Demikian pula Indeks Obligasi Korporasi (CBIX-Total Return Index) sepanjang tahun ini juga naik 11,04 persen ke 150,04 dibanding posisi akhir tahun 2011 lalu di 135,12. Sedangkan pada tahun sebelumnya naik 14,55 persen.
Imbal hasil (yield) yang bisa mencapai di atas 7 persen masih sangat kompetitif dibandingkan dengan obligasi negara lainnya. Kondisi di Eropa yang masih dilanda resesi akibat krisis utang dan suku bunga Amerika Serikat yang berada di level terendahnya mendekati 0 persen membuat investor tergiur berinvestasi di obligasi domestik.
“Ekonomi global pada tahun depan masih akan diselimuti ketidakpastian, mulai dari masalah Eropa, ekonomi Amerika yang masih rapuh, serta perlambatan ekonomi di kawasan Asia, bisa menjadi hambatan bagi pasar obligasi Indonesia,” katanya.
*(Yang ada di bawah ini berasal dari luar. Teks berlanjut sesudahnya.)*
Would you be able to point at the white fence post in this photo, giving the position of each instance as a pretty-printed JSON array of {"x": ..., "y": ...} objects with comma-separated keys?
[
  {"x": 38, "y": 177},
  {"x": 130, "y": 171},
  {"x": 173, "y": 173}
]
Dari faktor domestik, wacana kenaikan harga bahan bakar minyak (BBM) bersubsidi dan tarif daya listrik, serta meningkatnya suku politik menjelang pemilihan umum tahun depan bisa membebani arus investasi ke pasar obligasi. “Yang perlu diperhatikan oleh pemerintah adalah, bagaimana cara mengatasi agar tidak terjadi lonjakan harga yang dapat memicu lonjakan inflasi saat terjadi kenaikan BBM bersubsidi dan TDL,” dia menuturkan.
Dari sisi permintaan sebenarnya masih cukup bagus. Hal ini terlihat dari penyerapan pasar terhadap penawaran obligasi pemerintah sepanjang tahun ini. Hanya, faktor eksternal yang kurang kondusif membuat kenaikan indeks obligasi pada tahun ini turun dibandingkan dengan tahun 2011.
Kenaikan indeks obligasi tahun ini juga karena adanya pengalihan investasi dari pasar surat utang ke bursa saham, seiring naiknya indeks harga saham ke level tertingginya di 4.375 pada bulan November lalu.
Selain mencari imbal hasil yang tinggi, investor juga mencari tempat yang aman bagi investasinya seperti di Indonesia. Sebab oerekonomian yang ditopang oleh kuatnya konsumsi domestik masih tumbuh.
VIVA B.K.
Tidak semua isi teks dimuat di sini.